Ready for a peaceful handshake? Prime Minister Netanyahu (Left) and UN Sec-Gen Ban. Illustrative. By Joshua Spurlock

Ready for a peaceful handshake? Prime Minister Netanyahu (Left) and UN Sec-Gen Ban. Illustrative. By Joshua Spurlock

Despite the Palestinian political system’s state of turmoil surrounding the resignation of yet another prime minister, that hasn’t changed Israel’s desire to reach peace with their neighbors. Israeli Prime Minister Benjamin Netanyahu on Tuesday said they are “ready” to enter negotiations with the Palestinians “without preconditions.”

“I have to say that our goal is not just to enter and [check the box] to show that we’ve begun negotiations,” a statement from Netanyahu’s office quoted him as saying. “Our goal is to persist in the negotiations, to engage in them consistently over a serious period of time in order to try to grapple with all the issues and come to an agreement that resolves the fundamental issues in the conflict.

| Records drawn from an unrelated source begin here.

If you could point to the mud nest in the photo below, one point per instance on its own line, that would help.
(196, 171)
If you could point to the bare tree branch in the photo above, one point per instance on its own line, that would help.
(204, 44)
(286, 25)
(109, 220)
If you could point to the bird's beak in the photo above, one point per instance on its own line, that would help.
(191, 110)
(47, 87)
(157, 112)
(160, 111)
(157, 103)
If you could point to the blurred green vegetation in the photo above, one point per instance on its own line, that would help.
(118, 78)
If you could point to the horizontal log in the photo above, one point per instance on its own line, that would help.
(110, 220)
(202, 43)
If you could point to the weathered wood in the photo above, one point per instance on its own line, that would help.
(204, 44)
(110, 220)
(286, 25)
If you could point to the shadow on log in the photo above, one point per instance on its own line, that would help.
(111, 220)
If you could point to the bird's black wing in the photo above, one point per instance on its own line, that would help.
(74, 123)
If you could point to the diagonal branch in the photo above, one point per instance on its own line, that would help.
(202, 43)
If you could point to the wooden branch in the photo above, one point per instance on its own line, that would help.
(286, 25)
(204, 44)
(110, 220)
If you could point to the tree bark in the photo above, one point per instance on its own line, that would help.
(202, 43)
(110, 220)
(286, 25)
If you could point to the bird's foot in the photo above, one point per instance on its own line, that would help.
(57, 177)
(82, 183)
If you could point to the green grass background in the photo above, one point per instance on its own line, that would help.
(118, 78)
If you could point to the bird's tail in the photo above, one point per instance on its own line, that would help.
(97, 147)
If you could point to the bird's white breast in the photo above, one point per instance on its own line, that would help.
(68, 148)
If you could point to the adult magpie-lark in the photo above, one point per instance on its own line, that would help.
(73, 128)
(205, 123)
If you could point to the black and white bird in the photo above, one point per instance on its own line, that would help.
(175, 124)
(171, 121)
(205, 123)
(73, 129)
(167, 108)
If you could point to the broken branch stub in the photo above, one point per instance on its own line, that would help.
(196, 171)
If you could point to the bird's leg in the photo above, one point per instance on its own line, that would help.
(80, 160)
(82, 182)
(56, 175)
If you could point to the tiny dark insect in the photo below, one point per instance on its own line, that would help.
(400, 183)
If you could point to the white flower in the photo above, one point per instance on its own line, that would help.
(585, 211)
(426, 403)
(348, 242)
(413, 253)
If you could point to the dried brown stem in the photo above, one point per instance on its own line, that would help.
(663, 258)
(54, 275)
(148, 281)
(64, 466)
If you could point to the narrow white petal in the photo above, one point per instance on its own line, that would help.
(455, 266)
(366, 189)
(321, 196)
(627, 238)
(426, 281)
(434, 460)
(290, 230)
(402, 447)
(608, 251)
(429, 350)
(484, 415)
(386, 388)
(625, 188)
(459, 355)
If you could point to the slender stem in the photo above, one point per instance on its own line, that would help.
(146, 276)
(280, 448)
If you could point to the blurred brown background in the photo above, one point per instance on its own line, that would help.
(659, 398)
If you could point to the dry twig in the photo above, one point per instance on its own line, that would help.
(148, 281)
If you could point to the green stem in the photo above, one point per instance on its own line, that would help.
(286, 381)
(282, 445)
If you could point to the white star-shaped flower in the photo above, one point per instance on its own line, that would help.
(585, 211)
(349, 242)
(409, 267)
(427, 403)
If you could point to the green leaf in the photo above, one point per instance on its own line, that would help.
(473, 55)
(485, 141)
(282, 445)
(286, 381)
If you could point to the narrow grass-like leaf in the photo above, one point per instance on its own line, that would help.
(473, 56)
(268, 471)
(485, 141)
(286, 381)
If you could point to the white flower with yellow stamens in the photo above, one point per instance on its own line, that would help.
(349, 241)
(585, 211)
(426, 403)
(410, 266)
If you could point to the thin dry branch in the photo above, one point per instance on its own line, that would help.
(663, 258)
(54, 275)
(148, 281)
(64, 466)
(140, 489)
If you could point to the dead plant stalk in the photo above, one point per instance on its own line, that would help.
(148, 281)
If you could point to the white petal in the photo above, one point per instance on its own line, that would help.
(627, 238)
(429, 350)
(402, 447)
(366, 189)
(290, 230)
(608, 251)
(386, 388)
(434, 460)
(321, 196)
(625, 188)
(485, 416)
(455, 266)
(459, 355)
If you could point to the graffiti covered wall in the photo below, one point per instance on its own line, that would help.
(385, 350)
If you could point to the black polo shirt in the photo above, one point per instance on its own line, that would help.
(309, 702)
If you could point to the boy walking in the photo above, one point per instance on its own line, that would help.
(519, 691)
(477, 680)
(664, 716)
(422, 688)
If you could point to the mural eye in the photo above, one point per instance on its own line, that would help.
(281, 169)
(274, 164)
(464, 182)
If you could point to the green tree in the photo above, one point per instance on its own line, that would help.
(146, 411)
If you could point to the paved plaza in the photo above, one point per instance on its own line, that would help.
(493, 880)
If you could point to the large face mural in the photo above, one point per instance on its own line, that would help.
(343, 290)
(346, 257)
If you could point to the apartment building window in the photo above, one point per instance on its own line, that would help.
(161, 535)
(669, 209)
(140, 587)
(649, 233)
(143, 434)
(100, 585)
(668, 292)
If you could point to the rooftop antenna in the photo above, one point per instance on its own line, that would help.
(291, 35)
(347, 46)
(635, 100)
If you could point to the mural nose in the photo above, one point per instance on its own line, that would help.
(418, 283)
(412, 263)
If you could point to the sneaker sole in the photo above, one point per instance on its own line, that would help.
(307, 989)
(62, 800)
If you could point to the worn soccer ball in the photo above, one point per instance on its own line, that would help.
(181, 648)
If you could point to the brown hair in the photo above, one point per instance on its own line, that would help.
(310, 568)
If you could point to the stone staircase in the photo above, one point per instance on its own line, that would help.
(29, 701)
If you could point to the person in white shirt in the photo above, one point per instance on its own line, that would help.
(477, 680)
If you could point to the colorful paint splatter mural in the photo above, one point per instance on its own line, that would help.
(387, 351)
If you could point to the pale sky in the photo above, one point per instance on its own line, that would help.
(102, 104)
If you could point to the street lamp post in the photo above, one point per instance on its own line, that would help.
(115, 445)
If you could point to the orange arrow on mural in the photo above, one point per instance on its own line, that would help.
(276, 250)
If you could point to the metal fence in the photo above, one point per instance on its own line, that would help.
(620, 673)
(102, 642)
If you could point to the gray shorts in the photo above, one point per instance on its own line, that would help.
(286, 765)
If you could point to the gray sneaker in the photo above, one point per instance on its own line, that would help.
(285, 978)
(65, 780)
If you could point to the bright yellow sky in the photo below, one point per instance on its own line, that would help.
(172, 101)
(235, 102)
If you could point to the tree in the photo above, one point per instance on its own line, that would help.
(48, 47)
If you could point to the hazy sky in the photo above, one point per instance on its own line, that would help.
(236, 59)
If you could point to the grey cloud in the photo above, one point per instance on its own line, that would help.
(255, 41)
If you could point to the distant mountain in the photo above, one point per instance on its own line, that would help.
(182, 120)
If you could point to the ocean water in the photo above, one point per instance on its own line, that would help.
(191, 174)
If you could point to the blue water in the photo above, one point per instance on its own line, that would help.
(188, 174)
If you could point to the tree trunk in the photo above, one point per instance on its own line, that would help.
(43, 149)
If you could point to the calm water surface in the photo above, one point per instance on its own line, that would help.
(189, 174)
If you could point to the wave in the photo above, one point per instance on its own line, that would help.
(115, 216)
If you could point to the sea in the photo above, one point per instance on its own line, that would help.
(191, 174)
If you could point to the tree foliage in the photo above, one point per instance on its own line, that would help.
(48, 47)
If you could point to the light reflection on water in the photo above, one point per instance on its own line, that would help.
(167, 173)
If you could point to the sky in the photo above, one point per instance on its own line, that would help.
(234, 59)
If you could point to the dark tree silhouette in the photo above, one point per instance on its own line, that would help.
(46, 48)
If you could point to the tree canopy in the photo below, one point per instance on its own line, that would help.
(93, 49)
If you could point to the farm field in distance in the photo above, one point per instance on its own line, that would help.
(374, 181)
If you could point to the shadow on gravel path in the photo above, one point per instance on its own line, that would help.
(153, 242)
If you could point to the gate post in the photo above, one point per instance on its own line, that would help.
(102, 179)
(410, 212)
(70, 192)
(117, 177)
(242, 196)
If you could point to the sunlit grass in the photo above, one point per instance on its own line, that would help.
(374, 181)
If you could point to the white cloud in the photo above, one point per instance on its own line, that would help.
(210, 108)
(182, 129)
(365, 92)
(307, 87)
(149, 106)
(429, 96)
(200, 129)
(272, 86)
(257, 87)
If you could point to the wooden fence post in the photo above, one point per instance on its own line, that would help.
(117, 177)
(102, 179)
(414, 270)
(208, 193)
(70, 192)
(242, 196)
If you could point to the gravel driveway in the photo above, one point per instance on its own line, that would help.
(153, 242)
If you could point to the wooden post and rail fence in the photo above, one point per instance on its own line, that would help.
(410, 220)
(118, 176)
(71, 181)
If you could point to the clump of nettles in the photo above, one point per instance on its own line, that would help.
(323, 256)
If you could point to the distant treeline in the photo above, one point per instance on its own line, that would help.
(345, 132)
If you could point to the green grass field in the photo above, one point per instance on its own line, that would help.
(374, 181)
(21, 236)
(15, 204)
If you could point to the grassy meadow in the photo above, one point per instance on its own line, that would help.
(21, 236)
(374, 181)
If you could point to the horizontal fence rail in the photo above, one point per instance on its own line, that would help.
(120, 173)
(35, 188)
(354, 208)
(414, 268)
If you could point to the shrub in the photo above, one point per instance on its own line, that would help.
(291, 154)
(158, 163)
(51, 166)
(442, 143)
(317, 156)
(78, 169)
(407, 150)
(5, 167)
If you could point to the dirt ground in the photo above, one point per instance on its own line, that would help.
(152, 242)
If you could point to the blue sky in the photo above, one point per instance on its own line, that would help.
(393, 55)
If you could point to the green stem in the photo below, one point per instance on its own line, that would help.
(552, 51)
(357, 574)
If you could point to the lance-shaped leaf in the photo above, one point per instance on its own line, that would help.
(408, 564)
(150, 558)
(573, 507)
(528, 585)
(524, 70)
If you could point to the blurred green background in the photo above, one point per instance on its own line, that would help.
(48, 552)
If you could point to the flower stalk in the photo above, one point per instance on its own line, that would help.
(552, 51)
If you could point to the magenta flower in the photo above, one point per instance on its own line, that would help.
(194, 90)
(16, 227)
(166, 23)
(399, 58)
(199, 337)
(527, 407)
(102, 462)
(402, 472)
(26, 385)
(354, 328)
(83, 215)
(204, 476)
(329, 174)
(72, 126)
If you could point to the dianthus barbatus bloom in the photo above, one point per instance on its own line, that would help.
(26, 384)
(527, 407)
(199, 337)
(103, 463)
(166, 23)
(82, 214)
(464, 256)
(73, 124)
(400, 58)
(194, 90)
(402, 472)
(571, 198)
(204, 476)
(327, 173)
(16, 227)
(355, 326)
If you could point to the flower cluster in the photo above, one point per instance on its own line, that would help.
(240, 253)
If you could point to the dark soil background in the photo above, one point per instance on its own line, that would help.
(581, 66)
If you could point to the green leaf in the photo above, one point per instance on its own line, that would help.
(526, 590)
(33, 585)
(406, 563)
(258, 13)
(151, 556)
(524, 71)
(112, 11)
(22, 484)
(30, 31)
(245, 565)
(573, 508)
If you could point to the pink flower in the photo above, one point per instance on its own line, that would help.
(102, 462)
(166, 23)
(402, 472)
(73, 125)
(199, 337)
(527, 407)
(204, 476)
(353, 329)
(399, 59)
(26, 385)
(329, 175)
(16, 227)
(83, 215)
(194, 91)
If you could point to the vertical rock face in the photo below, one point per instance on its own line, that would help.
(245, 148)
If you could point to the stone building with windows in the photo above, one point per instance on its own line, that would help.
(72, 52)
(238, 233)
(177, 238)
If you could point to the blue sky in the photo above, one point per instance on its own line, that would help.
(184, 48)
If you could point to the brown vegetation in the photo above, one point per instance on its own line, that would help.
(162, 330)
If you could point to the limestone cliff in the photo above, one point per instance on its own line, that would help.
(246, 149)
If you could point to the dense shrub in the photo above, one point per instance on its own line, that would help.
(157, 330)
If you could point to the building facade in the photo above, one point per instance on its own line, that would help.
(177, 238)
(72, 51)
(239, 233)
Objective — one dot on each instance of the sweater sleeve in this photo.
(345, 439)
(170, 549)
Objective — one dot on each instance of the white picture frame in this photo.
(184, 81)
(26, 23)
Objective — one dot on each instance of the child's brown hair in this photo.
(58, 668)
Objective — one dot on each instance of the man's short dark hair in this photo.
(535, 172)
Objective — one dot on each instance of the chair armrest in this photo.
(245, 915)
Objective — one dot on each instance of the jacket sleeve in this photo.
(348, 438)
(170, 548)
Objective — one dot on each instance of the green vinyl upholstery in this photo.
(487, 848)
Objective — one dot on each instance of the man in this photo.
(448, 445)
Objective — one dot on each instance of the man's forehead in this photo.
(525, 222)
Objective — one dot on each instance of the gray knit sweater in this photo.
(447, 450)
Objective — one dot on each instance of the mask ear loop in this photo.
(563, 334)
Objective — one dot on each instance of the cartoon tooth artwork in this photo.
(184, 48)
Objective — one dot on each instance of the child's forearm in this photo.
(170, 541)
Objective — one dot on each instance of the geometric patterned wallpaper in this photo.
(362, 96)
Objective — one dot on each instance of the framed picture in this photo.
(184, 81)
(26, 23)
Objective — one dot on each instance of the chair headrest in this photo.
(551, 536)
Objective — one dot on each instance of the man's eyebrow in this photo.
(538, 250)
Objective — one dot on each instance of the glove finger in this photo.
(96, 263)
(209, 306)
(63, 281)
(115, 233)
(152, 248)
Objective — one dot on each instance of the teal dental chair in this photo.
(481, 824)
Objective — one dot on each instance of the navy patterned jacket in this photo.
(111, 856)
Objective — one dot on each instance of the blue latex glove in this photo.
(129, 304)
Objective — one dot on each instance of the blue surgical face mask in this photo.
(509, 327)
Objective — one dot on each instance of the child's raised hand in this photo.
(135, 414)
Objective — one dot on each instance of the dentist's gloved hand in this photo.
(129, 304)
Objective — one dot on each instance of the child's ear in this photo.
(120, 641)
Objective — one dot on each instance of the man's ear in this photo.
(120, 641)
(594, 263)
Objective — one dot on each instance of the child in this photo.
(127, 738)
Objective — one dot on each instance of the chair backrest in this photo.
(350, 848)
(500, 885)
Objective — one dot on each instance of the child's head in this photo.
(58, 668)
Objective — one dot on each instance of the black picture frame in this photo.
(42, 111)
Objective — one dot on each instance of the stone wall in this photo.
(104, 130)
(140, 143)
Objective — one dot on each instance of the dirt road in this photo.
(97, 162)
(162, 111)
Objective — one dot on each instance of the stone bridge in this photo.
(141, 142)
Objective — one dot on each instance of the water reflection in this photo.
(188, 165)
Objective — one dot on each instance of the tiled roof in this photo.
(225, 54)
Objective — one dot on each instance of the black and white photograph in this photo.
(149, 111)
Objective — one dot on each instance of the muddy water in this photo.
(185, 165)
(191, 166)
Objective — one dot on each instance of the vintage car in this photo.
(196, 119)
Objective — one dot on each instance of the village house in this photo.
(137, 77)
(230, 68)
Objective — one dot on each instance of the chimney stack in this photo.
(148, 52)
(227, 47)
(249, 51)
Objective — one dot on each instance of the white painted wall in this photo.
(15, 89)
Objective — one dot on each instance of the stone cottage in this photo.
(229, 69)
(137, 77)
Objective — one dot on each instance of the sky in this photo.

Netanyahu’s comments come ahead of another visit from US Secretary of State John Kerry and amidst speculation that a resumption in Israel-Palestinian peace talks may be coming soon. It also comes just days after Palestinian Prime Minister Rami Hamdallah tendered his resignation—the second Palestinian prime minister to resign this year.

While peace in the region would be helpful, past experience has shown that negotiations don’t always bring that. Palestinian extremist groups have launched terror campaigns against Israel—starting some of the worst conflict between the sides—during or shortly after intense periods of negotiations.

In addition, there are concerns that should Israel make a deal with the Palestinians before peace is established on the ground, it could set the stage for the extremist groups to intensify their attacks, using the reduction in Israeli security and military withdrawal in a peace accord. Some in Israel believe the best method would be a cooperative confederation with a grassroots peace in which the Palestinians could govern their own affairs under Israeli sovereignty, rather than a peace deal and land compromise.

While Netanyahu has embraced the land-for-peace model, he does appear to understand that it takes two to make peace. “Our fervent hope is for peace, a genuine peace that can be achieved only through direct negotiations without preconditions… This will require time and determination and a systematic approach and I hope that this is what the Palestinians will have. That’s our approach. I hope it’s theirs too.”